Walker and Wilberforce worked closely together on the Berbice Committee which governed the Crown estates in the Caribbean colony of Berbice. He inscribed this copy on the half-title: "To Wm. Wilberforce Esq. M.P. with the author's grateful acknowledgement for the advantage of his observations on the manuscript". Walker's inscription shows the close involvement of the two men in producing Letters on the West Indies.
This copy also has underlinings, marginal reading marks and the occasional annotation in pencil in the text and on the rear endpapers which may be Wilberforce's, as he often read pencil in hand, although none of his actual ownership markings appear. One of the passages marked in the margin would no doubt have been of interest to Wilberforce: "I have heard of a planter who named one of his drivers Wilberforce. It might no doubt be a vast gratification to the elegant mind of this gentleman to unite the sound of this name with the sound of the lash" (Hayward, 220).

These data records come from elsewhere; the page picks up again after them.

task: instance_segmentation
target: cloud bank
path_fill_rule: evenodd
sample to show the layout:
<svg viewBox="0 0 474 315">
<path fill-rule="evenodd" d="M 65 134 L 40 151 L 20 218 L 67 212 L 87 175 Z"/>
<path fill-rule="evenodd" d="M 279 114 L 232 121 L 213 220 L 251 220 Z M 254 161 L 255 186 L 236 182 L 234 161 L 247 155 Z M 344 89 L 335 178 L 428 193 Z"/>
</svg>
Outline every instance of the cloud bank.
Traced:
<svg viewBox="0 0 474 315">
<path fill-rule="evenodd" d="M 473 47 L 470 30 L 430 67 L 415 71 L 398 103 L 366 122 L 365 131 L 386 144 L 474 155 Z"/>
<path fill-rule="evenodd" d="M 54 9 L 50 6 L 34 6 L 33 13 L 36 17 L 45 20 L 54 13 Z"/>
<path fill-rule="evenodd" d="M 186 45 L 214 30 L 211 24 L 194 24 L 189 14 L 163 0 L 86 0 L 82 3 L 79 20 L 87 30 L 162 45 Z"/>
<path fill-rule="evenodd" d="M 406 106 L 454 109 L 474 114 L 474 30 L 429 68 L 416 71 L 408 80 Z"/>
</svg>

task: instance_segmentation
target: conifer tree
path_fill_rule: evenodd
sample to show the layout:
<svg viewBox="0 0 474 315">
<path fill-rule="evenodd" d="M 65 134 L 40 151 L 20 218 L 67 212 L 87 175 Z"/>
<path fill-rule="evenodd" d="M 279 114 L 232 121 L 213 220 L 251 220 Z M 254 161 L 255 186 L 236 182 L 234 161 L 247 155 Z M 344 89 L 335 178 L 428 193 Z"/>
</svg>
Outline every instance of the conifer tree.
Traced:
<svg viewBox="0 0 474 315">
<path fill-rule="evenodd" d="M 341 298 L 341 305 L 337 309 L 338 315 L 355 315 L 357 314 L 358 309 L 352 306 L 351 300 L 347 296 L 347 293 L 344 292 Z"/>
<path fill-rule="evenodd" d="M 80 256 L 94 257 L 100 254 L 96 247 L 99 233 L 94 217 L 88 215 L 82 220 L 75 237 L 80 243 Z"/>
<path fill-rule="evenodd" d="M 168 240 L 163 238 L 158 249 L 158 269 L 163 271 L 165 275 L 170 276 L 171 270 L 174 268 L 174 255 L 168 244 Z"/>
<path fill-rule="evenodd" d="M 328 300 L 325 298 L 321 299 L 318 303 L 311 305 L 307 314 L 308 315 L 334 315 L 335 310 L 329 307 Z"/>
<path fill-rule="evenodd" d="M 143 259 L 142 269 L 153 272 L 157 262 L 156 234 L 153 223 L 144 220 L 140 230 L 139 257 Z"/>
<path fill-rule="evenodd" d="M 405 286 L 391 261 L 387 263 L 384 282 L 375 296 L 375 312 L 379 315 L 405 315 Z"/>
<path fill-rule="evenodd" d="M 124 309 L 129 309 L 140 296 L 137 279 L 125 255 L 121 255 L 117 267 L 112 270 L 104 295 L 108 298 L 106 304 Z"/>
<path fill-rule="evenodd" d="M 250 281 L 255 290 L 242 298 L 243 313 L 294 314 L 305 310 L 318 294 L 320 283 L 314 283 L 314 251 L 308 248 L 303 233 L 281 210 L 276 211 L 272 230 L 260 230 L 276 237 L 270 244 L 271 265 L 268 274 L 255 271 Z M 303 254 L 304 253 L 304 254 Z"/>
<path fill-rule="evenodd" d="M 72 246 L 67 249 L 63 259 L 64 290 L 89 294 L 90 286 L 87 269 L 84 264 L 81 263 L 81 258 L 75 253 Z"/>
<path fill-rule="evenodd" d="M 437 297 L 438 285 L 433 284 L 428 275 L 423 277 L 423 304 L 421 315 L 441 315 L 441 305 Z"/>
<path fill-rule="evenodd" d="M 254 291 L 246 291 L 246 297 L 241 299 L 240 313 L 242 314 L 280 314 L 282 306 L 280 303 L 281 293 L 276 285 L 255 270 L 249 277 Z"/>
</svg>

Initially a separate Dutch colony, Berbice fell to Britain in 1803. "Sugar estates in Berbice which were the the property of the Dutch government became the property of the British crown - along with the slaves attached to them. Managed at first by the new colonial administration, the estates and the condition of the slaves appear to have 'sustained a progressive deterioration in all respects'" (ibid, 166). After failing to find a private individual to manage the estates who would abide by certain conditions affecting the welfare of the slaves, a commission was formed, headed by William Wilberforce and five others, to manage the estates.
"Wilberforce must have seen the 'Berbice Commission' as a heaven sent opportunity to demonstrate the practicality of the humanitarian approach - to refute the constant argument that the ideas of the Abolitionists spelt ruin for the estates, their owners and the trade in their produce. Certainly he welcomed the commission and, with kindred spirits as fellow commissioners, was well set to carry the campaign to the plantations, and to some of the worst plantations anywhere" (ibid, 167).
In Letters on the West Indies, Walker puts forth, in a series of nine letters, his observations on his time as an administrator for the estates owned by the British crown in Berbice. Perhaps the most interesting letter is letter VIII (pp. 206-224) "On the African Character" where Walker suggests, among other things, that self-restraint and prudence in governing slaves would prevent stirrings: "A general habit, among colonists, of controlling their own spirits, would be worth nine-tenths of the militia force" (219).
Hayward (Jack Ernest Shalom). Out of Slavery: Abolition and After. Routledge, 2013.